C’est l’été, il fait beau, chaud, et on n’a pas forcément l’envie de lire un bouquin trop compliqué, sur la plage. Et même le soir, repu de farniente, on a un peu le cerveau en capilotade. Mais alors, que peut-on lire de fun sans tomber dans l’imbécilité et les bouquins de blogueurs/youtubeurs ? Petite sélection…
De Rien est, enfin, la percée de Geoffroy Monde. Déjà actif depuis plusieurs années, édité chez des indépendants de qualité, participant à des collectifs, il se voit enfin publié dans un écrin splendide, chez un éditeur majeur (Delcourt). Mais ne nous y trompons pas ! S’il change d’ampleur, son univers reste fidèle à lui-même. Oscillant avec bonheur entre humour, absurde, angoisse, et pure méchanceté, il se rapproche du travail fou de Bastien Vivès (dans son blog) ou Ruppert et Mulot (surtout leurs ouvrages publiés à l’Association).
Le graphisme est léché et reconnaissable, les dialogues font mouche, et l’ensemble se permet des digressions et des délires qui tutoient le grand n’importe quoi, et en font le cousin dégénéré d’un Kafka qui aurait bouffé du Desproges au petit déjeuner.
De Rien, c’est LA révélation de l’humour en BD, pour ce début 2016, et c’est à ne pas mettre entre toutes les mains !
Joan Cornellà est une petite star des internets. Multi-diffusées sur Facebook et les autres réseaux sociaux, ses petites histoires muettes et dérangeantes ne laissent personne indifférent. D’un graphisme appliqué et identifiable sans mal, il aborde avec virulence des sujets complexes, et les détourne avec la jubilation d’un grand malade. Son humour est redoutable, d’une noirceur abyssale, et perd parfois le lecteur dans les méandres d’un trop plein d’absurde. Mais l’un dans l’autre, les lectures qui secouent et remettent en cause notre manière d’aborder l’humour et la BD sont trop rares. Ici même fait œuvre utile en publiant enfin cet auteur en francophonie, et sait déjà que tout le monde n’adhèrera pas !
Paf et son comparse Hencule sont de belles enflures. Médecins roublards et détestables, avocats minables et sans scrupule, ils sont dépourvus d’empathie, et profitent de leur statut privilégié pour malmener quiconque doit interagir avec eux. Fer de lance des éditions Même pas mal (et du magazine Aaarg!), les deux lascars sont le miroir déformant de tout ce qui ne va pas dans notre monde, mais deviennent terriblement drôles dès lors que l’on accepte de rire de la misère humaine. C’est méchant, trash, raciste, misogyne, et pourtant, et pourtant… Nous en rions. Salvateur !

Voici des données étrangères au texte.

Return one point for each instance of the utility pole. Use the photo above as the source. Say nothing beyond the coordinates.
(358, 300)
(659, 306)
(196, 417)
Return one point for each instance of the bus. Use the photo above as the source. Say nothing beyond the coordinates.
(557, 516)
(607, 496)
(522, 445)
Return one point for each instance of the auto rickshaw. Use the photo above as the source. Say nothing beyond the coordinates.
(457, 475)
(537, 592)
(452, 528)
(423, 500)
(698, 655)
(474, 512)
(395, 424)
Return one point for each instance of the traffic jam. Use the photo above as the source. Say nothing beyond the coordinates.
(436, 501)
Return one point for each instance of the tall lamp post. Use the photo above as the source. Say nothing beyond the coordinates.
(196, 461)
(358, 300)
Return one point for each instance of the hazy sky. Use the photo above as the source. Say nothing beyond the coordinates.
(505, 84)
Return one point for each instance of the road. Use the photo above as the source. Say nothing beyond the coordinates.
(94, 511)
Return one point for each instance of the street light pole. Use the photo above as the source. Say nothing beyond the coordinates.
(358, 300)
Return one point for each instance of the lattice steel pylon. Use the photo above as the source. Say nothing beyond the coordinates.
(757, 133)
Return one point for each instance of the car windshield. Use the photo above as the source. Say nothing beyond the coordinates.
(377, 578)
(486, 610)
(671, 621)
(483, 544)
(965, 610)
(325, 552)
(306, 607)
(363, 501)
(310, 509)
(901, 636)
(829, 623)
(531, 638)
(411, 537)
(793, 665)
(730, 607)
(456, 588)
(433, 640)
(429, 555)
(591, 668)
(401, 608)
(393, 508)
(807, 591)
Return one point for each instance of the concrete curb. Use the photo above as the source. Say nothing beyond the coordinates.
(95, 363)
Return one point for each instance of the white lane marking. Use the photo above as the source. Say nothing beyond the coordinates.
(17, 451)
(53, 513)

Allez, la période de deuil est passée, et nous sommes encore un peu Charlie. Suffisamment en tout cas pour relire avec délectation les pensées imbéciles de Maurice le chien, et Patapon le chat, fruits de l’esprit déviant de Charb (feu rédac’ chef de Charlie Hebdo, donc).
M & P, c’est Le Chat de Geluck, revu et pulvérisé par Vuillemin. Ce sont des brèves de comptoir qui parlent principalement de caca, de pipi et de zizi. C’est vulgaire, mais il se cache comme un fond de vérité, une poésie abstraite de la vraie vie, qui remet en cause notre conception du beau, du drôle. Avec cette série ingénument dégueulasse, Charb a signé le sous-titre du film d’une époque troublée et incompréhensible, et en a souligné l’absurdité et la bêtise. Avec du caca, bien entendu.